There were also moments between these events that I’m thinking about as we end this week. After Monday’s launch, we headed over to the State House, where Governor Healey hosted a reception and signing ceremony for a proclamation celebrating our community’s contributions to the sciences, arts, public service, justice and so much more – as part of Jewish American Heritage Month (JAHM). This is the first time, I believe, that a Governor of Massachusetts has publicly marked this month. And mid-week I read about the JAHM event that President Biden hosted at the White House.
It should probably surprise no one that at both of these Jewish American Heritage Month events, intended to celebrate our community’s contributions to every part of American life, the focus was on antisemitism.
We can’t seem to get away from talking about antisemitism. And that’s troubling. Not least because, as most notably argued by Dara Horn in her recent book, People Love Dead Jews, it is important that we teach kids about the Holocaust as a fact of history but it is also important that we teach people about actually living Jews, our lives, culture and contributions. As she recently wrote in The Atlantic:
“To inoculate people against the myth that humans have to erase their differences in order to get along, and the related myth that Jews, because they have refused to erase their differences, are supervillains, one would have to acknowledge that these myths exist. To really shatter them, one would have to actually explain the content of Jewish identity, instead of lazily claiming that Jews are just like everyone else.”
Or, to put it another way, if we want people to stand up to antisemitism, then part of the work must be in helping people to appreciate the lived lives and vital contributions that we have uniquely made and continue to make to society as Jews. I’m reminded that in 2015 after the brutal attack on the Hyper Cacher supermarket in Paris, French President Manuel Valls said that “If 100,000 Jews leave, France will no longer be France.”
We need Americans in 2023 to also affirm that an America without Jews is no longer America – not only because of how that impacts us, the Jewish community, but also for what that would say about this country’s commitment to freedom, and because it would be a loss to no longer have a part of the diversity that has made great contributions to our nation since our founding days.
As Governor Healey’s proclamation articulates: “The strength of a society can be measured by how they protect their minority populations and celebrate their contributions.”
Which brings me, finally, to the thing I’m most proud of this week – JCRC wrapped up our pilot year of Student to Student. Groups of 3-4 Jewish high school students, representing different denominations of Judaism, visit local public and independent high schools with few, if any, Jewish students.
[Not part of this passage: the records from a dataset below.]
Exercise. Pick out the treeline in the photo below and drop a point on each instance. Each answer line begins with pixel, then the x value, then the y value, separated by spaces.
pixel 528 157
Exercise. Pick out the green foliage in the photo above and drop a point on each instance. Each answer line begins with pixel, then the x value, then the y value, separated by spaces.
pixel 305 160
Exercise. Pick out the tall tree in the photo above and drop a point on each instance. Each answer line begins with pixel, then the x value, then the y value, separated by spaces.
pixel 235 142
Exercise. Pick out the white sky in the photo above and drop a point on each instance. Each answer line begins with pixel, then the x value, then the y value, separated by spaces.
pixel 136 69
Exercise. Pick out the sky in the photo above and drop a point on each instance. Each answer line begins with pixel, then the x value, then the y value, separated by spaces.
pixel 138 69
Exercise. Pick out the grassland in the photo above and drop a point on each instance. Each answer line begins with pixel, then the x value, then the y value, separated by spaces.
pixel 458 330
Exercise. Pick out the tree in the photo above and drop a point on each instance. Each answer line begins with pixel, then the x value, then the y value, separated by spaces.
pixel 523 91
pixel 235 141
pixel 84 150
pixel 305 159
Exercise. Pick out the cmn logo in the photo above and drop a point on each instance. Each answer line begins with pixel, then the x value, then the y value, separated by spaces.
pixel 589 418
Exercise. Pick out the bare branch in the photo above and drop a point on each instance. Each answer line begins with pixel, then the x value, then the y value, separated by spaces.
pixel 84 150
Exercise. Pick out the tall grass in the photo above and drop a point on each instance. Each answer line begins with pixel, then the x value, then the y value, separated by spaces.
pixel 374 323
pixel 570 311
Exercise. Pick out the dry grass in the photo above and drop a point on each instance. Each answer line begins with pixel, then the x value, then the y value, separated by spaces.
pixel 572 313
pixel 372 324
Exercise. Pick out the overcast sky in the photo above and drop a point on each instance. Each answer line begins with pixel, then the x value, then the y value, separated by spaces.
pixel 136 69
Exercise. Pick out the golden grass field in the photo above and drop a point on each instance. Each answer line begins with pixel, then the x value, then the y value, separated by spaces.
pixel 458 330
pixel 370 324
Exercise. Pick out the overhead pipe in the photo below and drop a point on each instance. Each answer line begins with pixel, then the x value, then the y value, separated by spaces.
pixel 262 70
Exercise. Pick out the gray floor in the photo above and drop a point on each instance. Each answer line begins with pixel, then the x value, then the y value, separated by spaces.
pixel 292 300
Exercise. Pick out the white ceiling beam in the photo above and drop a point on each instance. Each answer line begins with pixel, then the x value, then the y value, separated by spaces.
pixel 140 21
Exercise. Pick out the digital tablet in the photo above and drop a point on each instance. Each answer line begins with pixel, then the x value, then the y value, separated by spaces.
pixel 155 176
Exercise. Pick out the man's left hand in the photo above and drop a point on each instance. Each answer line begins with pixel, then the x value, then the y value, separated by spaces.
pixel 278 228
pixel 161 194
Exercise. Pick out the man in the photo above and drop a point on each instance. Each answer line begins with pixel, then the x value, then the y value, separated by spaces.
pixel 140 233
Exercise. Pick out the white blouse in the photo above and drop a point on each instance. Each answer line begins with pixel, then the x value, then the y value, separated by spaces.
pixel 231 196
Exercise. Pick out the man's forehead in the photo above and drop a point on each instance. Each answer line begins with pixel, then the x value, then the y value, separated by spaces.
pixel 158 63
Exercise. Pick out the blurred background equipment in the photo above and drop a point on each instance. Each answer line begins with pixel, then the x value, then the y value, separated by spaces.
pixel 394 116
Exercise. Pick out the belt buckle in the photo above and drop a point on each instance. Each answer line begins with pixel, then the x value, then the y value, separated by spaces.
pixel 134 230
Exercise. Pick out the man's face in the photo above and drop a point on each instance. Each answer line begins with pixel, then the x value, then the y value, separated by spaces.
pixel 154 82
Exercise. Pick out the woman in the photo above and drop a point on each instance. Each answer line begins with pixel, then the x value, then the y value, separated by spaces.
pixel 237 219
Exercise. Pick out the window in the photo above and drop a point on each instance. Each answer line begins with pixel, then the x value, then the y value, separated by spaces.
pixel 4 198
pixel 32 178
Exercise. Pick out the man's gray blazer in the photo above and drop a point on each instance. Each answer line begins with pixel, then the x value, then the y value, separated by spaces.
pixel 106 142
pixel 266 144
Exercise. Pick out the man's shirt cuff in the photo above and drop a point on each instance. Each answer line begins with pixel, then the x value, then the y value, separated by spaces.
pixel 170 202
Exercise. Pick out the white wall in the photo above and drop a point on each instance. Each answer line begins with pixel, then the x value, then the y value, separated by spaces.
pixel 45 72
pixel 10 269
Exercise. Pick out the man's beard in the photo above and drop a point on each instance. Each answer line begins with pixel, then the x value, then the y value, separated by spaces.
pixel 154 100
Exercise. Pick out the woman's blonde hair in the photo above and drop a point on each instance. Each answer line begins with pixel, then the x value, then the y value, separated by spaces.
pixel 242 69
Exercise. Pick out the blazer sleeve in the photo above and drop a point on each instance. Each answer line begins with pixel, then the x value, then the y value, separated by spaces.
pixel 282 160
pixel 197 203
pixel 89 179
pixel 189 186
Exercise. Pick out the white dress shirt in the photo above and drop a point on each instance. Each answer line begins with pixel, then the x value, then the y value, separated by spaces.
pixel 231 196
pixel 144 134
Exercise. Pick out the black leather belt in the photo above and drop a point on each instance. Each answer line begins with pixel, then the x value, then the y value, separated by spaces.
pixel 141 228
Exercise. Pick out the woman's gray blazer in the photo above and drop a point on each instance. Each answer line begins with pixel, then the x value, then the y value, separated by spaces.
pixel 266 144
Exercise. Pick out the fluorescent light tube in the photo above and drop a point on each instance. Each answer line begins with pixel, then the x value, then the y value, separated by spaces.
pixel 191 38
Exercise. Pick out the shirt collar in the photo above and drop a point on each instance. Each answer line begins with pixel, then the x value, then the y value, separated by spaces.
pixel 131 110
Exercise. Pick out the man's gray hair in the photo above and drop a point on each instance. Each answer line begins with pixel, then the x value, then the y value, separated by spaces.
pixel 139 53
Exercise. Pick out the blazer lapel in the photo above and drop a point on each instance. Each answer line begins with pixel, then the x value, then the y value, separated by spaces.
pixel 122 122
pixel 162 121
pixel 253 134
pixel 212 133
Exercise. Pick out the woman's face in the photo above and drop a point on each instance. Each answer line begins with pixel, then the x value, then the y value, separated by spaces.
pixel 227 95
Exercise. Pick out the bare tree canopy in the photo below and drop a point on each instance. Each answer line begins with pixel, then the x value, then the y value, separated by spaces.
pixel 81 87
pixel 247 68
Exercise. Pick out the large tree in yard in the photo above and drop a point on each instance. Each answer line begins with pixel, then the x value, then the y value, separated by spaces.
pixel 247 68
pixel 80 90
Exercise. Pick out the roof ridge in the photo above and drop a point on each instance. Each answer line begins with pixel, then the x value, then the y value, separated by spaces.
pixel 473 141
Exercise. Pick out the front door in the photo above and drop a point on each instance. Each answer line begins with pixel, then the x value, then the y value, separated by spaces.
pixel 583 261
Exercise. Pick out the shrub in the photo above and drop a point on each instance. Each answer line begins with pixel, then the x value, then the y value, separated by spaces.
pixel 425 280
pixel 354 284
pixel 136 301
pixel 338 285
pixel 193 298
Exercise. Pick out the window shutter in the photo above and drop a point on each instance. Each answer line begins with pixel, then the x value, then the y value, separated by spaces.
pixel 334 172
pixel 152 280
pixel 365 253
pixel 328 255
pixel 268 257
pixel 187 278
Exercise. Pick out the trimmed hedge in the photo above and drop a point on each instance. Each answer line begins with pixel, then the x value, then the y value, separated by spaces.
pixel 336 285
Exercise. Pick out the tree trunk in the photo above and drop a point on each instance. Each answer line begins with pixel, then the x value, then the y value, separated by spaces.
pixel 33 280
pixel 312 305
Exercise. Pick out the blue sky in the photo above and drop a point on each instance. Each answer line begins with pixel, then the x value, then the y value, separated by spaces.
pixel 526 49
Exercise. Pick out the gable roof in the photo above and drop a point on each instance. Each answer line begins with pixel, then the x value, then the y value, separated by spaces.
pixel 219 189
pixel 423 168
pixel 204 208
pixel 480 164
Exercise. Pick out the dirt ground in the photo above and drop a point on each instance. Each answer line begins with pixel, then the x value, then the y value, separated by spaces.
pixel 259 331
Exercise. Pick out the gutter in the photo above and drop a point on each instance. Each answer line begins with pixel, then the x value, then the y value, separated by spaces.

The presentations resonate with classroom students since they are given by peers in a more informal discussion where they share their personal narratives while discussing Jewish culture and tradition. These teens are learning to talk to others about what Jewishness means to them, how they practice (or don’t), how their identity informs their families and enriches their lived experience.
In our first year, we had 12 Jewish student participants from all over Greater Boston. They did 8 presentations at 3 area schools where 270 students heard them speak. The impact will be felt far and wide as those 270 students share with friends and family what they learned.
As one teen told our staff director this week: “This was seriously one of the most enriching experiences and I feel proud to have been a part of the first cohort.”
We’ll be continuing and expanding, Student to Student in the coming year. Recruitment for the 2023-2024 school year has started and I encourage you to share our registration form with the teens in your life who might be interested.
We’ll also continue to work with all of the leaders at CJP’s gathering on Monday to encourage allies to stand up with and for our community. The work continues. This week reminded me that we are not alone in doing the work. And so, I enter Shabbat with hope – for this moment and for the future.